This review will contain spoilers for the manga and anime series Cut-Over Criteria. While the manga may vary slightly from all other forms of media, it may have similar story elements and could be considered spoilers.
Trigger Warning: There may be references to violence, imbalanced power dynamics, age gap, obsession, and sexual assault, as it appears in the manga.
Seto is a project manager of a group of developers. The work environment is fast-paced and stressful, but he enjoys what he does. Programming for Seto is organized and formulaic, and he applies all he knows regarding programming to his daily life. The program of his life is going very well until a new bug is introduced into the system: a new hire named Jin.
Jin is a young guy who just graduated and is already super skilled. Seto likes working with him until Jin comes out and confesses that he likes Seto romantically. While Seto is fine with being attracted to men or women, he isn’t ok with dating a subordinate, especially one as young as Jin. But Seto underestimates how persistent this bug in his code is.
As annoying as Jin might be, Seto finds himself not wanting to patch him out… and instead make Jin an update in his life.
The art is adorable. Unfortunately, it does suffer from “same-face syndrome” sometimes between Jin and Seto, but it’s hard to be disappointed when it looks as cute as it does. Not to mention, the same-face syndrome isn’t consistent, so it doesn’t happen all that often. Everyone looks super young, cute, and even angelic, which are all pluses as far as I am concerned. I would (and will) buy everything from the artist because it’s just too cute. It’s super clean, and I just love looking at it. The art is a winner, though the designs could use some differentiating beyond hair color, hairstyle, and eye color. I was a massive fan of Isoyama because he looked different from our main cast.

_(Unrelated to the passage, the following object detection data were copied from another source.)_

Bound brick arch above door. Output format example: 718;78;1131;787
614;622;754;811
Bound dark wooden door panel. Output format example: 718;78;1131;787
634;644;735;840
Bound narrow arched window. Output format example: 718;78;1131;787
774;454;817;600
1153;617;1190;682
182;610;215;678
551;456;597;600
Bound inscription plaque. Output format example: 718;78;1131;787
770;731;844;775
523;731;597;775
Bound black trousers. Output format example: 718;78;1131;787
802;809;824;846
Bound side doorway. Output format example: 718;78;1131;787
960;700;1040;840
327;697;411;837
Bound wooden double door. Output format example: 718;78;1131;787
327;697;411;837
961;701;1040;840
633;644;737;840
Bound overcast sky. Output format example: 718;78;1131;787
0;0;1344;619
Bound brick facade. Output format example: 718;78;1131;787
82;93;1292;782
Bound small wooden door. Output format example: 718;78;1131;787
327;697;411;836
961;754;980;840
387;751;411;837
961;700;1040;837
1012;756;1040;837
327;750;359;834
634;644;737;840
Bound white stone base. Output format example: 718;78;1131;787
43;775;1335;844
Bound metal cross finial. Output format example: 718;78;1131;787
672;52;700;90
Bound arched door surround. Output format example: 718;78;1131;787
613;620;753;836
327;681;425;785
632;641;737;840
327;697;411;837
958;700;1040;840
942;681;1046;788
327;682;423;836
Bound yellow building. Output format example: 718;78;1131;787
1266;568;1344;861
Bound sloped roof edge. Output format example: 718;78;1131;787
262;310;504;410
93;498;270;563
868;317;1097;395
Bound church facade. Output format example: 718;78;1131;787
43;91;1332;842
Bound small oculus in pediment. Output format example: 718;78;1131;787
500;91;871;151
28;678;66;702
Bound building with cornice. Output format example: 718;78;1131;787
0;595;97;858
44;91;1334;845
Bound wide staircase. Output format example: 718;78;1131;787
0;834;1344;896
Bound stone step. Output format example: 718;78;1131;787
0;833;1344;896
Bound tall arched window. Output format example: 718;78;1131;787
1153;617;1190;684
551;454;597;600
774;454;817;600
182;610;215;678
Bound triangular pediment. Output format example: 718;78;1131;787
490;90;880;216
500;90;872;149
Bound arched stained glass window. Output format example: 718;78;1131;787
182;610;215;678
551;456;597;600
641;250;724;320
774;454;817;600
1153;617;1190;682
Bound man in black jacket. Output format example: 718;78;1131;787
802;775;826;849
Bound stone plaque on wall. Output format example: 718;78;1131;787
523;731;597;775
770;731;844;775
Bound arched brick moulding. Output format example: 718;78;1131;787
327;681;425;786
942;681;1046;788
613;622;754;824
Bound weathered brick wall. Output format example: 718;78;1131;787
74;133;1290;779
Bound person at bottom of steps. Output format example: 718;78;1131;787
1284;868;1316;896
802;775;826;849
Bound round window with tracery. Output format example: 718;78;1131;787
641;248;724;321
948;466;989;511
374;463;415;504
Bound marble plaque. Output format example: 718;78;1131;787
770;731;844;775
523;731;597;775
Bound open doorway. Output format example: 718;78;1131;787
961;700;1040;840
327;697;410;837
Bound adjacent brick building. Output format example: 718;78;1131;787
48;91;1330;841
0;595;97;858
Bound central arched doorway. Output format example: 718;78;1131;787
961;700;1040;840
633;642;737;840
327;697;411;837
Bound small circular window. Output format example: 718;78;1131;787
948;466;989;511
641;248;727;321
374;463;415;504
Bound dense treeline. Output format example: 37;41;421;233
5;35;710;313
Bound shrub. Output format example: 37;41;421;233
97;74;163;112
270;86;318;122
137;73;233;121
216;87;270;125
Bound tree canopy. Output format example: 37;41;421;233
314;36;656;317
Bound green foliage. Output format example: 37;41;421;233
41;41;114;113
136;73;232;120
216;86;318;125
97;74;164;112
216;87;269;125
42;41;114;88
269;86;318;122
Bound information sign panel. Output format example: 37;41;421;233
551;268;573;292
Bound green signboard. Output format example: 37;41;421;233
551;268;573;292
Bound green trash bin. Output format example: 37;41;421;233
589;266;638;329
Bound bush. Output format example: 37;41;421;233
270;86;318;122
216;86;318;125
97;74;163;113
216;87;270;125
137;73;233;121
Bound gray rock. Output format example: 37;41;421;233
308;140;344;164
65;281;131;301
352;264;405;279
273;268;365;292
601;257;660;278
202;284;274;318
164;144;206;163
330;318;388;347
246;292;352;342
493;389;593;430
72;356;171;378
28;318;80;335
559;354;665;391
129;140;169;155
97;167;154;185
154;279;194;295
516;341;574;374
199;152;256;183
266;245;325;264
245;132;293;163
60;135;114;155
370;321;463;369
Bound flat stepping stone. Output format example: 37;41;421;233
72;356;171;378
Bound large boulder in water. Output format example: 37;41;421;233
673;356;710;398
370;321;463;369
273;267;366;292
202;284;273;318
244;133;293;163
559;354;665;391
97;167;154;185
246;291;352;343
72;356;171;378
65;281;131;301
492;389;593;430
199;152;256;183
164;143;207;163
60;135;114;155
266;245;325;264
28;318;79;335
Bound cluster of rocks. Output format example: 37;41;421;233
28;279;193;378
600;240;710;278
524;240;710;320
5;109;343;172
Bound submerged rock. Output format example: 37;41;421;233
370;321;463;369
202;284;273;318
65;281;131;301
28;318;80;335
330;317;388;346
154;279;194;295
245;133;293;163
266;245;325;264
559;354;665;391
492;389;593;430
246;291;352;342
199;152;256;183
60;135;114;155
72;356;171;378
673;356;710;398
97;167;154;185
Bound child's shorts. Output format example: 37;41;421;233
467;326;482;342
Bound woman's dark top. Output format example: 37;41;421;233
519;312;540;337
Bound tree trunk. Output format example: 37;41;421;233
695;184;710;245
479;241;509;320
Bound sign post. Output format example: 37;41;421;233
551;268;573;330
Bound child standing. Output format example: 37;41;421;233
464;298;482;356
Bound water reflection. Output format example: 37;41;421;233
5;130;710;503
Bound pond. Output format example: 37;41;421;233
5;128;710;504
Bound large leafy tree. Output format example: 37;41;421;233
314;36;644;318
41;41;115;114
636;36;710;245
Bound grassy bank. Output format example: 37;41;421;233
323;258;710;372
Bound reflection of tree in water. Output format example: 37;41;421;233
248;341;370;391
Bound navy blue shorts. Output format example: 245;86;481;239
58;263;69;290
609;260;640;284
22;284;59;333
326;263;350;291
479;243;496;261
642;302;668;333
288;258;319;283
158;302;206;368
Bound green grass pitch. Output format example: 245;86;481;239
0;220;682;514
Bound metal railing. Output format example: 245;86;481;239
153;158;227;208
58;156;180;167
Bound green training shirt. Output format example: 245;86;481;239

I have to admit this one really resonated with me because of the main character. Our main dude, Seto. Work envelops his life as the leader of a development team. I also work on a development team as my day job (I’m hardly a developer, but I assist developers and manage a custom CMS. If we’re talking terminology in this particular manga, I’m downstream while all my coworkers are upstream). The moment he started referring to the sales team as idiots, I felt that. I resonate with his struggles as an office worker in a fast-paced environment where another department often feels like the enemy when you should be working together, but that’s beside the point. Seto is very logical and efficient, both at work and in his personal life, making it very satisfying to watch as he navigates his relationship with Jin. Does he get it right every time? Of course not, but he’s a very reliable main character and fun to follow, regardless.
Jin is precious. You can tell he is so different from Seto, but they complement each other so well. Seto is a major planner, and Jin likes to hop in and try it out. I love how their work within code reflects how they go about their relationship. It’s such a fun reflection and dynamic. Though they do things differently, they can achieve the end goal without very many bugs or issues (depending on whether we are talking about code or personal lives, that is). It’s a very romantic concept, coding and creating something together, combining their methods (like forming a relationship or moving in together, for example). Makes my heart race, for sure.
However, while I love all the coding terminology and the code being a reflection of their relationship, I imagine it might annoy some people. I wouldn’t say you have to have a technical background to understand it. It doesn’t go that deep, but it probably does help. It certainly made me enjoy the romance more, but that’s just me. It does hone in on coding and the terminology, so if you think that might bother you, you probably want to avoid this one.
Overall, I love this manga. It’s super short but very well-crafted. We have minimal misunderstandings, strong communication, and two very likable main characters, a recipe for near-perfection. Plus, the sex is good, which is always a win. I highly recommend this one for any BL lover. I’m certainly a fan.